Of course, between now and 2006, there will be a presidential election. If Bush loses, the new president may well ask Congress to revoke the present Bush plan. If Bush wins, he may push to go through with the plan. But even so, in the midterm election of 2006, he may lose control of Congress since, as a rule, midterm elections to Congress generally run against the party whose man is in the White House.

If, however, the GOP still holds on to a majority in Congress, there is another presidential election in 2008 when we may still be wrestling with disorder in Iraq and Afghanistan, and restless and reckless jihadists pouring into old and new trouble zones.

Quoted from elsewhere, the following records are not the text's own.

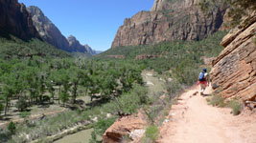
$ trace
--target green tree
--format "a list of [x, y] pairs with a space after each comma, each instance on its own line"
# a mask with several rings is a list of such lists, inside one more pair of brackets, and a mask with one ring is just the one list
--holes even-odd
[[10, 100], [11, 97], [12, 97], [12, 95], [14, 94], [13, 92], [13, 76], [12, 76], [11, 74], [5, 74], [4, 75], [4, 81], [5, 81], [5, 85], [3, 86], [3, 95], [4, 95], [4, 100], [5, 100], [5, 115], [7, 114], [8, 109], [9, 109], [9, 105], [10, 105]]

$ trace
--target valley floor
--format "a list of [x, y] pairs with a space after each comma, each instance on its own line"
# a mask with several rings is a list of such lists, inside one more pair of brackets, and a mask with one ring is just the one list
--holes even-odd
[[[205, 91], [210, 94], [211, 88]], [[206, 97], [192, 87], [172, 107], [160, 128], [159, 143], [256, 143], [256, 112], [243, 111], [234, 116], [231, 110], [207, 105]]]

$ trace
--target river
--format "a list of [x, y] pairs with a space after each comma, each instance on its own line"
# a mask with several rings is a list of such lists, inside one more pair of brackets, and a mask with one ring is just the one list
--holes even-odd
[[93, 129], [84, 130], [74, 134], [66, 135], [54, 143], [89, 143]]

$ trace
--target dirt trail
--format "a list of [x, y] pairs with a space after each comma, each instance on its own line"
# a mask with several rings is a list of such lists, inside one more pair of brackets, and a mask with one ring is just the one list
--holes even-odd
[[[205, 93], [211, 93], [207, 88]], [[230, 109], [207, 105], [192, 87], [172, 107], [160, 128], [160, 143], [256, 143], [256, 112], [234, 116]]]

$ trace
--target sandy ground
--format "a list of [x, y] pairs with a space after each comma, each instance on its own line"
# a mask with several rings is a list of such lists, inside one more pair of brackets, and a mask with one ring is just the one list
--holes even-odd
[[[195, 86], [172, 107], [169, 122], [160, 128], [159, 143], [256, 143], [256, 112], [244, 110], [234, 116], [231, 110], [207, 105]], [[205, 93], [211, 93], [207, 88]]]

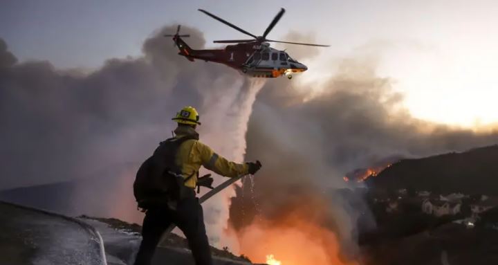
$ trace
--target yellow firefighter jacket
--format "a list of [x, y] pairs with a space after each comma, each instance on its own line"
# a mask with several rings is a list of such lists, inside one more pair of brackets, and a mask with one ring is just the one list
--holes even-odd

And should the American economy continue to sink — as it is, despite the phony statistics on “recovery” that we get from the White House and it cheerleaders — the GOP, if it is still in power, is not likely to hang on by 2008. But if it does, there still is the midterm election of 2010.

All of the above is a lengthy — perhaps too lengthy — suggestion that between now and 2010, much may and will happen that will block the present plan from ever becoming the law in practice.

Now comes the obvious query: If this is so, why didn’t the administration put its proposals into law, effective as of today? Perhaps they knew it would ruin them by 2004 or in the subsequent midterm election. So why take chances? As it is, the Republican administration has pre-empted the Democratic drive for affordable prescription drugs under Medicare and stolen the Democrats’ thunder. Put bluntly, they wrote a scenario to win an election by creating the impression that they are improving Medicare while, in truth, doing nothing but fooling the people. But, as Abraham Lincoln reputedly put it, “You can fool some of the people all of the time, and all of the people some of the time, but you cannot fool all of the people all of the time.” The cynical circus entrepreneur P.T. Barnum had his variation on this principle: He allegedly said that if he could fool some of the people all the time and all the people some of the time, both he and his business would prosper. Could it be that President Bush follows in the footsteps of Barnum and thereby converts Medicare into Muddiedcare?